Ella lo miró con una mirada de curiosidad, sin sonreír.

—Con todo es fea, — pensó Antón.

—Fama y éxito te aguardan con toda seguridad y prosperidad final, — le dijo tristemente—, pero ¿serás feliz Antón?Ten cuidado. La gente que se interesa en el procesopierde... pierde... ¿Pero, qué puedo decirte? Sus dedos marcaban su esfuerzo por hallar las palabras y el tormento de su búsqueda se ponía de manifiesto en lo penoso de su imperceptible sonrisa. — Allí las campanas terminaron de sonar, y no volverán; allí estaba toda la música. ¿No lo comprendes?

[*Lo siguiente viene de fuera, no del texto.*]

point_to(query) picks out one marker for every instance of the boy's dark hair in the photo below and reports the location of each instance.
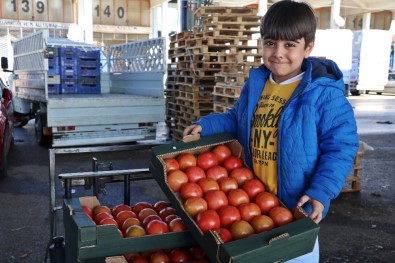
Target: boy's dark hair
(289, 20)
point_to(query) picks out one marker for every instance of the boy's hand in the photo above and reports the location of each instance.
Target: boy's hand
(192, 130)
(318, 207)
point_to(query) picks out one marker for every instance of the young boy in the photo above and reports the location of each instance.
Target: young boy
(296, 126)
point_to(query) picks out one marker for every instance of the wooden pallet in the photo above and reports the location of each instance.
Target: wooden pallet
(237, 11)
(220, 18)
(240, 26)
(353, 182)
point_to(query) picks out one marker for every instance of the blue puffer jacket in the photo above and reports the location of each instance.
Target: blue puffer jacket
(317, 139)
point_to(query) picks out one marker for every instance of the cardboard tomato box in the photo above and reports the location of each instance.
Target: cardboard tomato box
(87, 242)
(279, 244)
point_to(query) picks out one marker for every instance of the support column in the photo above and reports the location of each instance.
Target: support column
(85, 21)
(336, 20)
(262, 7)
(366, 21)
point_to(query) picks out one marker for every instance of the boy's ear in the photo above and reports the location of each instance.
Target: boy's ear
(309, 48)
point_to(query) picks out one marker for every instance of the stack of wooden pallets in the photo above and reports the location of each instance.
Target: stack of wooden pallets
(210, 64)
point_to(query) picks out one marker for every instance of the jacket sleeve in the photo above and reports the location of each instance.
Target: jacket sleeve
(338, 143)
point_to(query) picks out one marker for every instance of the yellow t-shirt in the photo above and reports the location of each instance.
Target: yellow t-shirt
(264, 130)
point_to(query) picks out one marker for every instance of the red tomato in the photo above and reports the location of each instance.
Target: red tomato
(253, 187)
(215, 199)
(179, 255)
(266, 201)
(109, 221)
(99, 217)
(157, 227)
(208, 220)
(195, 205)
(208, 184)
(132, 221)
(159, 257)
(222, 151)
(177, 225)
(190, 189)
(146, 212)
(224, 234)
(147, 219)
(241, 229)
(171, 164)
(195, 173)
(206, 160)
(241, 174)
(175, 179)
(169, 218)
(227, 183)
(159, 205)
(87, 210)
(248, 211)
(216, 172)
(237, 197)
(186, 160)
(135, 231)
(140, 206)
(281, 216)
(118, 208)
(165, 212)
(231, 163)
(262, 223)
(228, 215)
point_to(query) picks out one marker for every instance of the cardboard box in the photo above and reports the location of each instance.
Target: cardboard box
(87, 242)
(280, 244)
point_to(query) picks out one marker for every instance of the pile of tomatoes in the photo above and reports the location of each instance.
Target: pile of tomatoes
(141, 219)
(194, 254)
(221, 194)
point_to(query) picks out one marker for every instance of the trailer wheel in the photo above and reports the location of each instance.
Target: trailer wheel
(39, 124)
(3, 168)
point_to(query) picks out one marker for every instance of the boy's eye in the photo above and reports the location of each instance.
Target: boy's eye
(268, 43)
(291, 44)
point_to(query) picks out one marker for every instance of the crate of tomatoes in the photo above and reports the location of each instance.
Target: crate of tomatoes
(226, 208)
(95, 231)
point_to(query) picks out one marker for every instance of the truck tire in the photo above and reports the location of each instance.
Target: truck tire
(39, 124)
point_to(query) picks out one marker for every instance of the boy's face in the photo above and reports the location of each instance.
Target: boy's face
(284, 58)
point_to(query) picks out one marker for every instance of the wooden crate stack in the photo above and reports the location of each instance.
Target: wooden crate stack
(353, 181)
(241, 25)
(210, 64)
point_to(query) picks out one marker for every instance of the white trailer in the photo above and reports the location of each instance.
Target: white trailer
(336, 44)
(371, 60)
(128, 108)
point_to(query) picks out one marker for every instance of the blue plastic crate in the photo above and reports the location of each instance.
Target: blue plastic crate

Lo convenció de que entrara. Bajo los arcos macizos de una galería cuyas pequeñas ventanas se alzaban al estilo de la antigua Rusia, la iglesia rumoreaba. Un arco bajo abierto sobre la galería conducía a la nave, a través de las estrechas ventanas de la cúpula, el sol poniente llenaba la iglesia de luz, haciendo brillar el dorado de los iconos y de la imagen de mosaicos del Señor de los anfitriones.

Habían pocos fieles. Agniya puso la delgada vela en el candelabro de bronce y, apenas persignándose, quedó austeramente de pie, con las manos juntas sobre el pecho casi sin persignarse, mirando fijamente a lo lejos, en la entrada. La baja luz del atardecer y el brillo naranja de los candelabros devolvían vida y calidez a sus mejillas. Eran dos días antes del nacimiento de la Madre de Dios, y una larga letanía se cantó en alabanza de ella. La letanía era infinitamente elocuente, los atributos y elogios de la virgen María corrían como un torrente, y por primera vez Yakonov comprendió el éxtasis poético de la plegaria. Ninguna pedante iglesia desalmada había escrito aquellas letanías, sino algún gran poeta desconocido, algún prisionero en un monasterio, conmovido, no por la lujuria de un cuerpo de mujer, sino por un arrebato más alto del que ella puede arrancar de nosotros.